Ok, the last Sweden post. About time since im back in Sweden on Thursday.

My last Saturday was time for mum and dads 70th. It was a party. Apparently too much of a party since they called and complained about us not having cleaned the place properly. Being told off like a kid.

First party though. Sis, me and Jakob’s Samdra. Sandra and me very matchy in gold. Not easy being introduced to the giant family. So i made sure to wear flats (also because soo much nicer when on a boat. Or like always.)

Jakob pulls the whole tall sisters off a bit easier. Like my flashy bag in the back, thats the kind of thing ol would never had let slide.

Love this pic. They look so clever. Both in my dads ties. Fashion. Both my Dad once and the men that follows his lead.

Yeah, yeah. You are both gorgeous. And smart. And funny. And my god damn family. Proud and itsy bit jealous of all that awesome.

But hey. Mostly i just love you. And miss you. And frekking love hanging out for a danceathon and all you can drink party.

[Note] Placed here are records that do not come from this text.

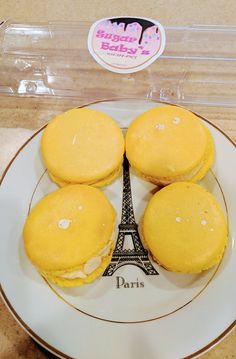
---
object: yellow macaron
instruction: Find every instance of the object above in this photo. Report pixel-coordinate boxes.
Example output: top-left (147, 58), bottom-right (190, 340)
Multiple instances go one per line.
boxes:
top-left (143, 182), bottom-right (228, 273)
top-left (23, 185), bottom-right (116, 286)
top-left (126, 105), bottom-right (214, 185)
top-left (41, 108), bottom-right (124, 187)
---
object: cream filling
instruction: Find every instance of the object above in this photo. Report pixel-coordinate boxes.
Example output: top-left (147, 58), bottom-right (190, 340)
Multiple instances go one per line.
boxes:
top-left (58, 241), bottom-right (113, 279)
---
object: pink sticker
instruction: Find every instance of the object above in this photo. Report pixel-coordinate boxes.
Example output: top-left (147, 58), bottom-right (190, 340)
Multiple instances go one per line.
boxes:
top-left (88, 17), bottom-right (165, 73)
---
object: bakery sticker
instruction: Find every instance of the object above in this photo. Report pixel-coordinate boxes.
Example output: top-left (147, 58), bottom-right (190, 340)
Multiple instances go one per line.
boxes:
top-left (88, 17), bottom-right (165, 73)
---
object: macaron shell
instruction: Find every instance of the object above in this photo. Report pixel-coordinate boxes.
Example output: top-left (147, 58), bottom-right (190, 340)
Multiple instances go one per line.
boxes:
top-left (48, 163), bottom-right (122, 187)
top-left (126, 106), bottom-right (207, 178)
top-left (23, 185), bottom-right (116, 271)
top-left (139, 126), bottom-right (215, 186)
top-left (143, 182), bottom-right (227, 273)
top-left (41, 108), bottom-right (124, 183)
top-left (41, 252), bottom-right (112, 287)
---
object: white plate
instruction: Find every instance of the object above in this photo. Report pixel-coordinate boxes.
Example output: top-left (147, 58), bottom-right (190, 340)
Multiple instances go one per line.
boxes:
top-left (0, 100), bottom-right (236, 359)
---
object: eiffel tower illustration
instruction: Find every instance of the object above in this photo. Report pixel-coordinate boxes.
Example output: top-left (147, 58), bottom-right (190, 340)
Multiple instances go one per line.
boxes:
top-left (103, 157), bottom-right (159, 276)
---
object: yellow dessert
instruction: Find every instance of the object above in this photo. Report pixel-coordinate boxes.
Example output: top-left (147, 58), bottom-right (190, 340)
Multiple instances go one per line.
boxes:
top-left (143, 182), bottom-right (228, 273)
top-left (23, 185), bottom-right (116, 286)
top-left (41, 108), bottom-right (124, 187)
top-left (126, 106), bottom-right (214, 185)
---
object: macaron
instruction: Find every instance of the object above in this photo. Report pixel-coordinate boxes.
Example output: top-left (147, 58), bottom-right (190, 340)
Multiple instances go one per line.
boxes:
top-left (23, 185), bottom-right (116, 287)
top-left (142, 182), bottom-right (228, 273)
top-left (126, 105), bottom-right (214, 185)
top-left (41, 108), bottom-right (124, 187)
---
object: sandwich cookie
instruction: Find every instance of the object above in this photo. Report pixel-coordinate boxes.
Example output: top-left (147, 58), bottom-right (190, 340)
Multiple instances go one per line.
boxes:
top-left (23, 185), bottom-right (116, 287)
top-left (41, 108), bottom-right (124, 187)
top-left (126, 106), bottom-right (214, 185)
top-left (143, 182), bottom-right (228, 273)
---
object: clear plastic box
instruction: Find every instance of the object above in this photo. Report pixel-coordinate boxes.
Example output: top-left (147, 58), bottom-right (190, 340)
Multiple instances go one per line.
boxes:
top-left (0, 21), bottom-right (236, 134)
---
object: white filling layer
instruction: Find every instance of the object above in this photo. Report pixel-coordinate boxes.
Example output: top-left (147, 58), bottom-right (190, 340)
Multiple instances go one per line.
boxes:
top-left (58, 241), bottom-right (113, 279)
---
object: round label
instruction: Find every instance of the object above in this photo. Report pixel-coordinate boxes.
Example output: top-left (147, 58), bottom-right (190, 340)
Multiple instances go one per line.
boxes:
top-left (88, 17), bottom-right (165, 73)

Then we were on a boat. And dad was handsome. Gave a very lovely speech to my mum. And got a speech from his Uni friend. Which explains everything. Dad is actually a norwegian spy, that is what he was doing all those years when he was just gallivanting around Stureplan. Go figure.

Mum and Hans Petter. It was a beautiful sunset outside so the best setting to celebrate my amazing parents.

Me and the siblings did a speech as well. It went well. I hope. We had people laughing at least and mum cried a bit. Mission accomplished.

But mostly we were the cool kids and went for cigarettes. Hanna was there as well. She is coming to visit me in London, Ill hold her to that promise.

Just because so, so beautiful. Damn i love Sweden sometimes.

Then we drank to 5 in the morning. Cant really say a thing we spoke about but hey, thats standard summer night behaviour.

Back in a couple of days Sweden. Hope you missed me.